Moree Hospital Oncology Unit making good use of 2018 Moree Weebolla Bulls Ladies Day donation

Moree Hospital acute health service manager Bronwyn Cosh, community health manager Anne Lemmon with one of the care packs, palliative care clinical nurse consultant Sally Laurie with the portable oxygen concentrator, pictured with Ladies Day committee members Nicole Youngberry and Jess Thompson and Bulls president Paul King.
Moree Hospital acute health service manager Bronwyn Cosh, community health manager Anne Lemmon with one of the care packs, palliative care clinical nurse consultant Sally Laurie with the portable oxygen concentrator, pictured with Ladies Day committee members Nicole Youngberry and Jess Thompson and Bulls president Paul King.

Moree Hospital has so far made good use of the sizeable donation the Moree Weebolla Bulls Ladies Day committee made to the Oncology Unit last year.

The Ladies Day committee donated $30,000 to the Oncology Unit following the most successful Ladies Day to date.

The committee recently caught up with hospital staff to find out how their donation had been spent.

A third of the money, $10,000, has gone to Moree Can Assist to support local families affected by cancer, while the Oncology Unit has been able to purchase a portable oxygen concentrator, worth about $5,000, which provides patients greater flexibility and allows them to travel while receiving oxygen.

The money has also been used to put together care packages which cancer patients receive at the start of their treatment.
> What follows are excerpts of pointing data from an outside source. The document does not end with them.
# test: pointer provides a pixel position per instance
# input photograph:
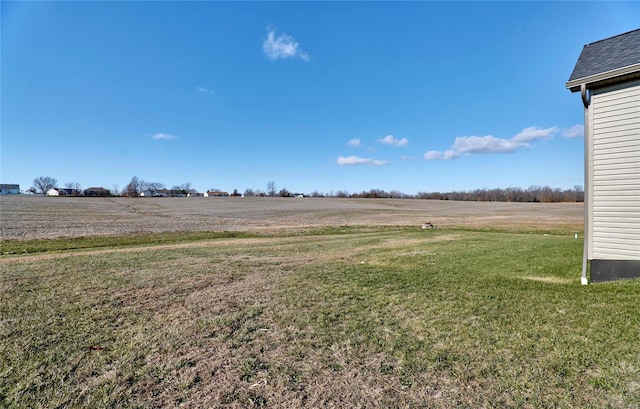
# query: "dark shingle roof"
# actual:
(609, 54)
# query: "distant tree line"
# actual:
(541, 194)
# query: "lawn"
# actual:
(325, 317)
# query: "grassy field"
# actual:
(349, 316)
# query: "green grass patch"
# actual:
(358, 317)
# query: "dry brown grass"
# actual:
(25, 217)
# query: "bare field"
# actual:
(27, 217)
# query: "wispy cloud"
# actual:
(282, 46)
(534, 133)
(467, 145)
(576, 131)
(163, 136)
(355, 160)
(204, 90)
(392, 140)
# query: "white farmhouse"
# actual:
(607, 75)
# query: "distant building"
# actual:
(9, 189)
(97, 192)
(607, 75)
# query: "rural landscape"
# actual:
(307, 303)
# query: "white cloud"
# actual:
(534, 133)
(163, 136)
(467, 145)
(282, 46)
(484, 144)
(355, 160)
(204, 90)
(438, 155)
(433, 155)
(576, 131)
(392, 140)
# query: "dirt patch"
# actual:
(28, 217)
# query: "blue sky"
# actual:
(327, 96)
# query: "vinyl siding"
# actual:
(615, 172)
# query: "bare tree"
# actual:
(75, 187)
(134, 187)
(153, 187)
(44, 184)
(284, 192)
(186, 188)
(271, 188)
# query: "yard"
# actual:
(309, 304)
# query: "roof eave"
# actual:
(592, 81)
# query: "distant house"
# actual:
(68, 192)
(216, 193)
(607, 75)
(97, 192)
(9, 189)
(163, 193)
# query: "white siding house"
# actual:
(608, 76)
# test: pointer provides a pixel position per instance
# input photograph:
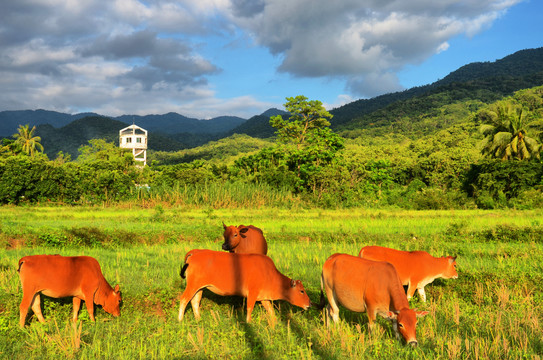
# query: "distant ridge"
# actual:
(483, 82)
(524, 65)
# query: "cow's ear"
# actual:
(390, 315)
(421, 313)
(244, 230)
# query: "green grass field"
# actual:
(492, 311)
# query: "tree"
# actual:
(29, 143)
(309, 145)
(505, 130)
(305, 117)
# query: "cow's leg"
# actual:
(251, 301)
(89, 303)
(268, 305)
(187, 296)
(332, 310)
(372, 315)
(412, 286)
(77, 305)
(422, 293)
(195, 302)
(28, 297)
(36, 307)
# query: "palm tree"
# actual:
(505, 131)
(30, 144)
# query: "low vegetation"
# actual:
(493, 310)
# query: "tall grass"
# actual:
(216, 195)
(492, 311)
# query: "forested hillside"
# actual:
(69, 138)
(472, 144)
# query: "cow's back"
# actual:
(238, 272)
(58, 276)
(355, 281)
(407, 263)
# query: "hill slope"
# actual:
(69, 138)
(485, 82)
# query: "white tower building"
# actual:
(135, 138)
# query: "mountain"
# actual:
(474, 84)
(259, 125)
(170, 123)
(10, 120)
(69, 138)
(484, 81)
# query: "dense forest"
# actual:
(471, 140)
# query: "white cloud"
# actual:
(363, 39)
(138, 56)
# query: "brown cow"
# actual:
(372, 286)
(244, 240)
(415, 268)
(253, 276)
(58, 276)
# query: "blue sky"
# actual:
(209, 58)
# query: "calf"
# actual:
(244, 240)
(415, 268)
(253, 276)
(364, 285)
(58, 276)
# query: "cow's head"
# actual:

The packages contain some essentials that people might need while undergoing treatment, such as non-perfurmed sorbolene cream and paw paw lip ointment for dry skin and lips, a thermometer to check their temperature, hand wipes and hand sanitiser which are very important to stop the spread of germs while their immune systems are low, goat milk soap, tissues for watery eyes, mints to cover the metallic taste patients often get in their mouths, and a pen and a notepad which always comes in handy during appointments.

"It's just the little things you don't realise you need when getting treatment," palliative care clinical nurse consultant Sally Laurie said.

"Without this money, we wouldn't be able to provide this."

Each package comes with a handwritten note from the Ladies Day committee.

After all that, there's still $11,000 leftover, which Moree Hospital acute health service manager Bronwyn Cosh said will be spent when a need arises.

"We don't just spend money for the sake of spending it," she said.

"We'll wait until we've got something to spend it on."

Ms Cosh said the great thing about the donation is that it can be spent on things that the hospital wouldn't normally be able to purchase through the government-approved system.

That way, the hospital is also able to spend money locally - such as on the items in the care package - which goes back to supporting the community.

"The more money that goes back into the local community, the better off we are as a club because the community is so generous in supporting us," Moree Rugby Union Club president Paul King said.

Ms Cosh thanked the committee for choosing the Oncology Unit as last year's Ladies Day fundraiser.

This year's Ladies Day and the Bulls Ball will support the Westpac Rescue Helicopter Service - Moree Support Group to assist in ensuring that this vital service can continue to provide assistance to the Moree and surrounding local communities, free of charge.